Cyclosporine Monitoring for cyclosporine is complicated; further it is limited by the lack of studies which correlate
          concentration and immune suppression in animals. As such, avoiding toxicity and determining concentrations should be the initial
          goal, with establishing the patient’s therapeutic range being important in the absence of no consensus regarding therapeutic ranges
          in animals.

                        Testing: At least 50% of cyclosporine in blood is in the red blood cell. As such, whole blood  should be
                 submitted.

                        Cyclosporine is metabolized to over 14 different compounds with variable activity. HPLC provides the most
                 accurate method of measuring the parent compound but does not measure any active metabolite. Antibody based assays
                 vary in their therapeutic ranges because the antibodies vary in the amount of metabolite detected. Presumably monoclonal
                 antibody based assays interfere with non parent compounds (that is, metabolites) the least but will nonetheless
                 consistently measure cyclosporine higher than HPLC. The assay used by this laboratory is approved by the FDA for
                 monitoring of cyclosporine in humans.

                        Therapeutic Range: Target concentrations vary with the condition. For immune mediated disease or host versus
                 graft rejection,  dosing should occur at12 hr  intervals. For our laboratory (using a monoclonal antibody based assay) ,  a
                 peak concentration of 800 to 1400 ng/ml and  a trough concentration of 400 to 600 ng/ml (monoclonal based assay) is
                 recommended. The target peak concentration  is easier to reach in a patient: Because of the short half-life of cyclosporine
                 in most patients (e.g., 5 hr average), a trough target  of 400 to 600 ng/ml will require peak concentrations of  1600 to 2400
                 ng/ml.  In animals, there is not data supporting better response if target trough or peak concentrations are met but the
                 more aggressive approach would be to target the trough concentrations.   For renal transplantation, trough concentrations
                 of 750 ng/ml are suggested for the first month (peak concentration of 2600 to 3000 ng/ml or more may be necessary,
                 depending on half-life of cyclosporine in the patient) and 350 to 400 ng/ml, thereafter. For chronic allergic inflammatory
                 disorders, lower trough concentrations are recommended:  250 ng/ml trough concentrations for chronic inflammatory
                 bowel disorders, and for perianal fistulae, 12 hour trough concentrations at 100 to 600 ng/ml (the higher for induction, the
                 lower for maintenance).

                        When: Cyclosporine generally does not accumulate and as such, monitoring can occur within days to 1 week of
                 a new dosing regimen. The exception occurs if the patient is receiving another drug that prolongs the half-life of
                 cyclosporine.

                        Sampling times: Our laboratory offers the following recommendations for monitoring of patients receiving
                 cyclosporine for induction of immune-mediated disease therapy (and as such, the patient is being treated every 12 hours).
                 Assuming a “normal” half-life (for example, the patient is not receiving drugs that inhibit drug metabolizing enzymes),  a
                 2 hr peak and  11 to 12 hr, (just before the next dose) trough sample is recommended within 3 to 5 days of
                 initiating therapy; the more life threating the target disease, the more important a peak and trough sample may be.

                        For less serious situations, or as treatment shifts from induction to maintenance, a single 2 hr peak sample may
                 be sufficient for establishing and maintaining a target.

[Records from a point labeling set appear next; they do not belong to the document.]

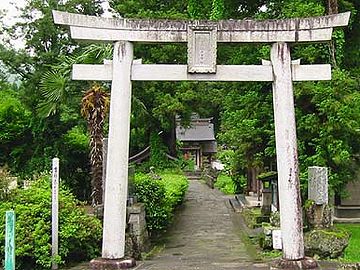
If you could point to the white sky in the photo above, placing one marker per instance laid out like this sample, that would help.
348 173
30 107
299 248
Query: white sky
10 7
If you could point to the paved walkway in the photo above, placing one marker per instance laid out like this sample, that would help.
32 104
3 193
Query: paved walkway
204 236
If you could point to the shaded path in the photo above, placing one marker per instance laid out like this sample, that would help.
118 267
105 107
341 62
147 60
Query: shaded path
204 236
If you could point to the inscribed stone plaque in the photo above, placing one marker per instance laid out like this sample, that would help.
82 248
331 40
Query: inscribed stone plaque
202 48
318 185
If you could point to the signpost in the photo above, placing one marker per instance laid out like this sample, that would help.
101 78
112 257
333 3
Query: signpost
55 213
10 241
202 38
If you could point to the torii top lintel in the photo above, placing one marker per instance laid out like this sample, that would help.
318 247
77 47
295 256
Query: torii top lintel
313 29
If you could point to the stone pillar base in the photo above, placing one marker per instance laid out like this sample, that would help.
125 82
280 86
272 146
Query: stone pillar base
306 263
111 264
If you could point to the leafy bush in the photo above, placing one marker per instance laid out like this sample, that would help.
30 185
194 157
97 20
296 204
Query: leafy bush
225 184
79 234
160 197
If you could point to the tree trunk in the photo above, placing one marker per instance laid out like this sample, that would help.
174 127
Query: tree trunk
170 138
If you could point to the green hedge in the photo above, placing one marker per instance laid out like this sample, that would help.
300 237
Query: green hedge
225 184
160 196
79 234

                        If therapy is initiated such that CsA disposition might change (whether intentional, such as the addition of
                 ketoconazole, or inadvertent, such as co-treatment with diltiazem or azithromycin or others), a peak and trough sample
                 prior to and 1 week after therapy is initiated is suggested such that a half-life can be calculated and the time to steady-
                 state concentrations can be determined.

                        For chronic allergic – inflammatory diseases, recommendations vary from those for immune mediated diseases.
                 Recommendations (again from human medicine, with the exception of perianal fistuale) are largely based on trough
                 concentrations. For atopy in particular, no recommendations are available, and the role of monitoring is  to establish a
                 baseline therapeutic range in the patient and to assure that concentrations are sufficiently high that response can be
                 expected.  Concentrations are not likely to be detectable at trough when dosing at 48 hr intervals. Thus, a single peak
                 concentration may be reasonable if a monitoring program is to be implemented in such a patient.

                  Other considerations:
                        Whole blood should be submitted.

                        Samples do not need to be sent on ice. Cyclosporine has been demonstrated to be stable for 7 days at ambient
                 temperature.

                        Cyclosporine is involved in a large number of drug interactions both at p glycoprotein (an efflux protein that will
                 impact drug absorption and distribution) and cytochrome P450. It is metabolized by and is subject to inhibition /
                 induction of activity of  CYP 3A4,  which is a major enzyme responsible for the metabolism of  many other drugs. We
                 have detected interactions with imidazole antifungals and azithromycin.